The only individuals that can delay enrollment in Medicare so they can continue to contribute to a Health Savings Account after age 65 are employees of businesses with 20 or more employees. But these individuals would also have to delay taking Social Security so they don’t end up enrolled on Medicare Part A.
Medicare Parts B and D are voluntary so these individuals can delay enrollment in these parts of Medicare, but they have must have employer group coverage (Part B) and the coverage must be “creditable” (Part D). This is important because both Parts B and D charge higher premiums for individuals that enroll “late” and didn’t meet the requirements.
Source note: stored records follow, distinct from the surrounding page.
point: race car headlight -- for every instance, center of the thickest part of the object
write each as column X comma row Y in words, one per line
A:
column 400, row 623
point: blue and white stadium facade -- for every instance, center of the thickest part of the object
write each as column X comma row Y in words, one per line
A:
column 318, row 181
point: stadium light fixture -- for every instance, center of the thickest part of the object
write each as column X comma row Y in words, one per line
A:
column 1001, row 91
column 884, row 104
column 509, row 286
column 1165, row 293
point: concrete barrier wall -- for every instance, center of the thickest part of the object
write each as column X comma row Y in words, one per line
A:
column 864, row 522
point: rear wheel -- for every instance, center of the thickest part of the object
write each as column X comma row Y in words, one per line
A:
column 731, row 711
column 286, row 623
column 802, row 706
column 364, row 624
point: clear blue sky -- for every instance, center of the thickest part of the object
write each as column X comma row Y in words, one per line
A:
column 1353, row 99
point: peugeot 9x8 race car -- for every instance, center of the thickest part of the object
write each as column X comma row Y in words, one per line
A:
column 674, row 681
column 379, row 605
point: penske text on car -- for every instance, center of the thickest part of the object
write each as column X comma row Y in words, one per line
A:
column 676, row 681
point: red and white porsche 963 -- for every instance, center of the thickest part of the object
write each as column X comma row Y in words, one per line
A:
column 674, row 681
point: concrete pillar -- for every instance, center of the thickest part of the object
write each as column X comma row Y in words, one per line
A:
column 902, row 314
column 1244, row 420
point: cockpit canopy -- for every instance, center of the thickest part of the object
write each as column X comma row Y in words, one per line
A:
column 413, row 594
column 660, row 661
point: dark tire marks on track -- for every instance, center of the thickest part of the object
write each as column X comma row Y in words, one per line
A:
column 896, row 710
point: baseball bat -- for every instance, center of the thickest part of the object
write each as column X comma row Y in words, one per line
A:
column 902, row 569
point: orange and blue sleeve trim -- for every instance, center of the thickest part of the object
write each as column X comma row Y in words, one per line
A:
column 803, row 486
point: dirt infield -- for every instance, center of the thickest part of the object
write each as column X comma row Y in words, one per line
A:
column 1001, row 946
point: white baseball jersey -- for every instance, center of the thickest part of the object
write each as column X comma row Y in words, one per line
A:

Who knew that Medicare and Social Security could have such an impact on your Health Savings Account!
Fixing the Problem
Moving forward, there are several ways to eliminate this problem for individuals working for a larger company (20+ employees) past age 65 who want to continue to contribute to a Health Savings Account.
- The 6-month retroactive Medicare enrollment is a Medicare rule. The Centers for Medicare and Medicaid Services (CMS) administers the Medicare program, so they would need to change the rule.
- Congress could eliminate the 6-month retroactive enrollment rule by changing the Medicare law.
- Congress could change the HSA statute to remove enrollment in Medicare as a disqualifier for HSA eligibility (with or without Medicare’s 6-month retroactive coverage rule).
The Internal Revenue Service cannot change the Medicare rules since they do not have jurisdiction over Medicare. The IRS also cannot change the HSA rules unless Congress changes the HSA law.
Feel free to contact your elected representatives in Congress about fixing this problem before it affects you.